Who ruled the Paleozoic seas? The Eurypterid did!

This is a 380 million year old sea scorpion or eurypterid (Eurypterus sp.) from New York state (left). It one of the thousands of specimens in the invertebrate paleontology collection at the Cincinnati Museum Center. Eurypterids were aquatic predators with paddle-like appendages and spiked claws used for catching prey. Their closest living relatives are the arachnids (spiders, harvestmen, mites and scorpions). Eurypterid fossils are found in Ohio and Kentucky and in many other locations in the Eastern United States and around the globe. Eurypterids are the state fossil of New York state and many fine specimens, like this one in the Cincinnati Museum Center collection, have been unearthed in that region.

Now, being only about 15-20 cm in length, this species may not be that imposing but other eurypterids grew to much larger size. Shown here is another eurypterid specimen in the Cincinnati Museum Center collection, Megalograptus ohioensis, collected in Ohio (right). This fossil dates to about 445 million years ago and consists only of the distal portion of the one of the claws or chelicerae, a little like a lobster claw or that of a modern terrestrial scorpion. This portion of the claw alone is about 2 cm wide and nearly 4 cm long. The spines on the claw likely used for grasping slippery prey items are clearly visible. This fragment obviously came form a much larger animal than the New York Eurypterus specimen, however, size variation in eurypterids doesn't stop here.

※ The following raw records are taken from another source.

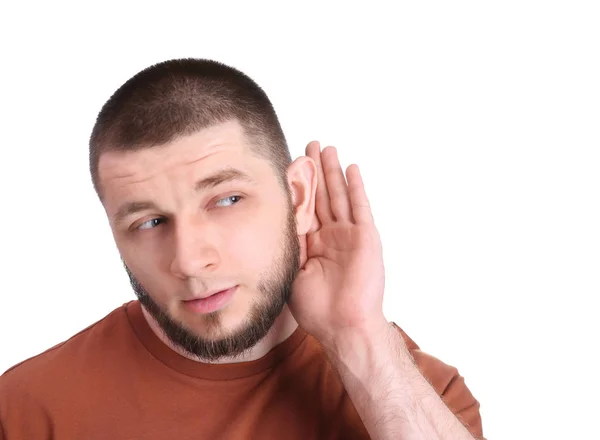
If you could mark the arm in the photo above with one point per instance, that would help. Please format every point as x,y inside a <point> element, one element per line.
<point>389,392</point>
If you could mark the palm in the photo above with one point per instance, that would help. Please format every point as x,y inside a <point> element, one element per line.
<point>341,284</point>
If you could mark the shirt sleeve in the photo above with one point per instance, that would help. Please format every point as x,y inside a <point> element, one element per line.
<point>449,385</point>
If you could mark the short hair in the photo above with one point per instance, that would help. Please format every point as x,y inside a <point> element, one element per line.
<point>179,97</point>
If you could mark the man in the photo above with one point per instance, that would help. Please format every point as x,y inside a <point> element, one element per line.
<point>259,283</point>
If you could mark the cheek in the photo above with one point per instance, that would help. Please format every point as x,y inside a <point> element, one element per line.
<point>255,243</point>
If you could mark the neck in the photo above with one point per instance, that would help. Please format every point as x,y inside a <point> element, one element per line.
<point>284,326</point>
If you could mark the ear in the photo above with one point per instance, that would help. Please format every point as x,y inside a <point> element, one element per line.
<point>302,180</point>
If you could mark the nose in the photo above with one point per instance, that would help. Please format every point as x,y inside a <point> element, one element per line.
<point>194,251</point>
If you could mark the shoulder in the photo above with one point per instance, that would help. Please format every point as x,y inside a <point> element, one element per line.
<point>447,382</point>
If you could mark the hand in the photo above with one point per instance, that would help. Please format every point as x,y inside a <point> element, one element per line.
<point>340,287</point>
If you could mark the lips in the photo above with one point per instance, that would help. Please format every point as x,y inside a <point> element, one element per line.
<point>212,302</point>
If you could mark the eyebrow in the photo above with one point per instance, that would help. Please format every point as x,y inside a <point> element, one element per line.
<point>222,176</point>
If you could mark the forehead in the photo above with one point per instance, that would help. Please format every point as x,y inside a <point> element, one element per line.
<point>220,145</point>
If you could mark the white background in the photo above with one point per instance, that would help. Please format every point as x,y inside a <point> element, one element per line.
<point>477,129</point>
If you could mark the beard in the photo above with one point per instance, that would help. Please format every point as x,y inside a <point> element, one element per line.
<point>275,287</point>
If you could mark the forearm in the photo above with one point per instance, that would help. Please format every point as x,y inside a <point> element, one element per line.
<point>392,397</point>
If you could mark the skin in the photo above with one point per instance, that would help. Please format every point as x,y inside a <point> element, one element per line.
<point>207,242</point>
<point>336,296</point>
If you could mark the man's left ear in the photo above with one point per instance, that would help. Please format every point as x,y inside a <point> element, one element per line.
<point>302,180</point>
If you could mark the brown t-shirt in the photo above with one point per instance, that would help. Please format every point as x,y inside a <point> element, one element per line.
<point>117,380</point>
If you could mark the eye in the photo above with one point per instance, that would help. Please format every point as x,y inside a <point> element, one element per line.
<point>150,224</point>
<point>228,201</point>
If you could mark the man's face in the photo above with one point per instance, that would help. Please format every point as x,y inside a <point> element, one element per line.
<point>195,217</point>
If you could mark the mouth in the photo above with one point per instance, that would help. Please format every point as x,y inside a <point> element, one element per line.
<point>211,303</point>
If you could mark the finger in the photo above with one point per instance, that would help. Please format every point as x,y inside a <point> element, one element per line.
<point>361,209</point>
<point>313,150</point>
<point>336,185</point>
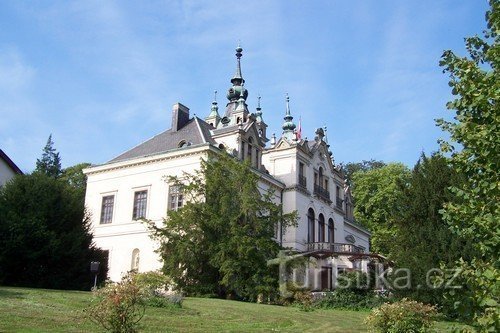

In a new paper by Simon Braddy, Markus Poschmann and Erik Tetlle available online in the journal Biology Letters the authors describe a new specimen of the eurypterid, Jaekelopterus rhenaniae. The fossil remains described in the Braddy et al. paper are from an animal nearly 2.5 m long, that's just over 8 feet in length. Not only is this is the largest eurypterid described to date it is the largest arthropod ever. The claws of J. rhenaniae alone were over 40 cm long and lined with long spines. The authors speculate that higher oxygen levels in the paleozoic seas may have contributed to the gigantic size of many arthropods during this time but a lack of large vertebrate predators like marine reptiles may have also been a factor as well because large eurypterids like these went extinct about the time we begin to see large marine reptiles in the fossil record.